The Crane Wife / CJ Hauser
You can get rid of everything else, the phone numbers and the photos, and still you will have these stories banging around inside you.
This is the first time you understand that, when people talk about moving on, they don’t mean that you won’t remember or bleed anymore. Just that you’ll go on to do other things. Meet other people. And yet, in the middle of a normal day, something as simple as a stone wall can still suddenly and invisibly destroy you. And because it’s too much to explain, most days, when this happens, you’ll just keep driving along. You won’t mention the wall or what it summons to anyone. And it’s this silence, more than anything else, that defines moving on.
p. 32
That’s what I wanted, I decided. A Dex. Someone who sees you for the horror show you are, and opts in. Someone who relentlessly sees what’s wrong with you, and pushes you to be better. That, I decided, was the most honest way of being in love.
p. 47
I need you to know: I hated that I needed more than this from him.
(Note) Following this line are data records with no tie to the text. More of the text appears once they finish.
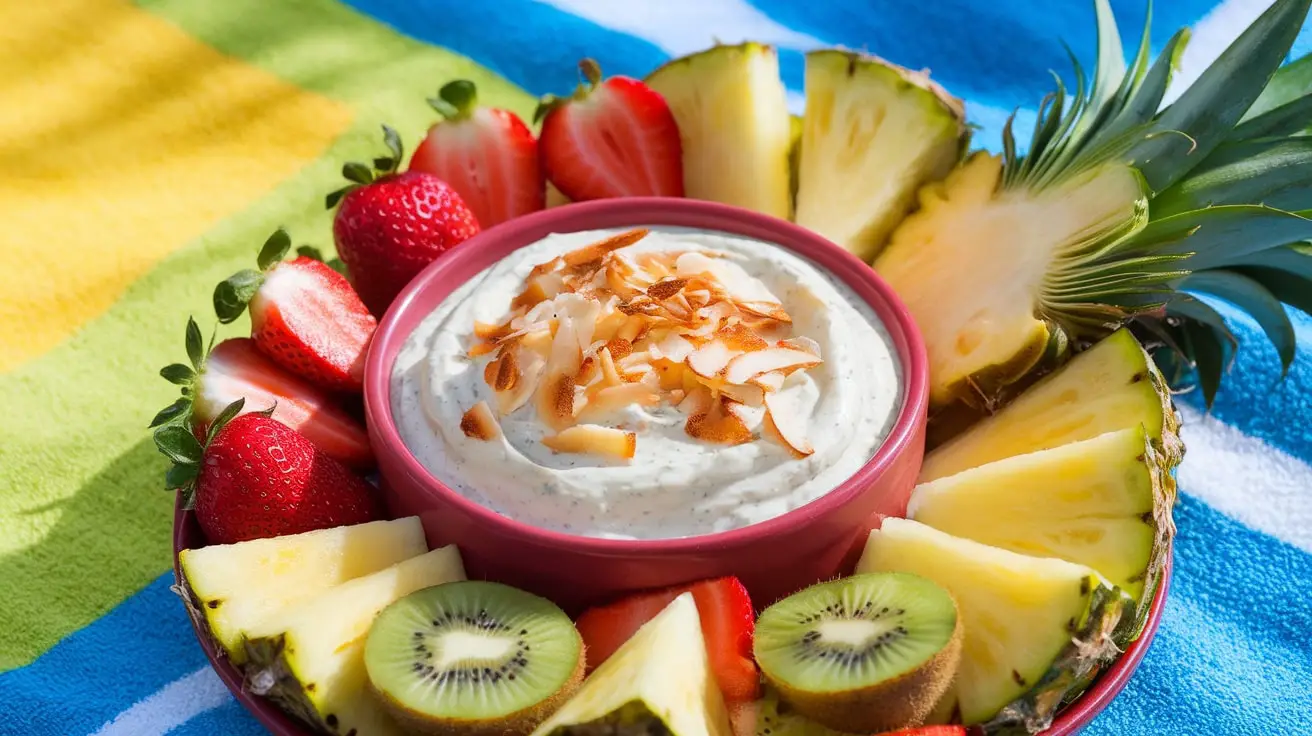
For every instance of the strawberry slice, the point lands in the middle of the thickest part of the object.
(613, 138)
(236, 369)
(727, 625)
(486, 154)
(303, 315)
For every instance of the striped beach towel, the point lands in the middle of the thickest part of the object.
(147, 146)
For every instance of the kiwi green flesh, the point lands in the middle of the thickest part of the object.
(630, 719)
(471, 652)
(854, 633)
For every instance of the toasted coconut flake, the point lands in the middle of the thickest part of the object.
(615, 398)
(765, 310)
(711, 358)
(772, 381)
(803, 343)
(720, 424)
(665, 289)
(786, 424)
(751, 365)
(479, 423)
(530, 375)
(602, 247)
(591, 438)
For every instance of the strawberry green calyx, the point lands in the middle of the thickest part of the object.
(457, 100)
(234, 293)
(361, 175)
(591, 74)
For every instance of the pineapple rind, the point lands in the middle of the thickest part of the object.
(873, 134)
(732, 114)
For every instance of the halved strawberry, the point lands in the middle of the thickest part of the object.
(235, 369)
(727, 625)
(613, 138)
(303, 315)
(486, 154)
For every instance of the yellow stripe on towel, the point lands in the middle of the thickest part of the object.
(121, 139)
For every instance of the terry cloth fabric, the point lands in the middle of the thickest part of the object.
(147, 147)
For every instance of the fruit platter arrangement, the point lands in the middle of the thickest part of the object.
(648, 383)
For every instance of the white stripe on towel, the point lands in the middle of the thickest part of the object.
(169, 706)
(1247, 479)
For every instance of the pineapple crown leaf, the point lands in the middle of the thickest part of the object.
(234, 293)
(362, 175)
(455, 100)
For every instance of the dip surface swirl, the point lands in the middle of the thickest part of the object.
(675, 484)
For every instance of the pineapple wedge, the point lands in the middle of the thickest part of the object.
(234, 587)
(734, 121)
(1110, 386)
(1034, 627)
(1100, 503)
(310, 657)
(656, 682)
(873, 134)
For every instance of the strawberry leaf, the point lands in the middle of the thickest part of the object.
(179, 374)
(225, 417)
(274, 248)
(181, 475)
(177, 444)
(194, 344)
(172, 412)
(394, 143)
(357, 172)
(234, 293)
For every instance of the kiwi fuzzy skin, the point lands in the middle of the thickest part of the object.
(516, 723)
(903, 702)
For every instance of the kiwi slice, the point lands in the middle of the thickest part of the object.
(865, 654)
(472, 657)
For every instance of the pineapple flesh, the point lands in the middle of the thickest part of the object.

There is nothing more humiliating to me than my own desires. Nothing that makes me hate myself more than being burdensome and less than self-sufficient. I did not want to feel like the kind of nagging woman who might exist in a sit-com.
These were small things, and I told myself it was stupid to feel disappointed by them. I had arrived in my thirties believing that to need things from others made you weak. I think this is true for lots of people but I think it is especially true for women. When men desire things, they are “passionate.” When they feel they have not received something they need, they are “deprived,” or even “emasculated,” and given permission for all sorts of behavior. But when a woman needs, she is needy. She is meant to contain within her own self everything necessary to be happy.
p. 75
Back then, I was in the autopsy business. Dissecting my failed relationships in search of answers. From every relationship postmortem came new rules about what I should and should not do in the next one. My autopsy rules multiplied over time, until there were so many I could hardly keep track of them. But I kept doing it, because maybe, if I investigated my own failures closely enough, I could pretend that love, that life, was an endeavor a person could undertake with only a reasonable amount of risk.
In short, I was trying to science the shit out of my love life. And of all of my theories, metrics, and madnesses, none messed me up more than my experiments in Scullymulderism.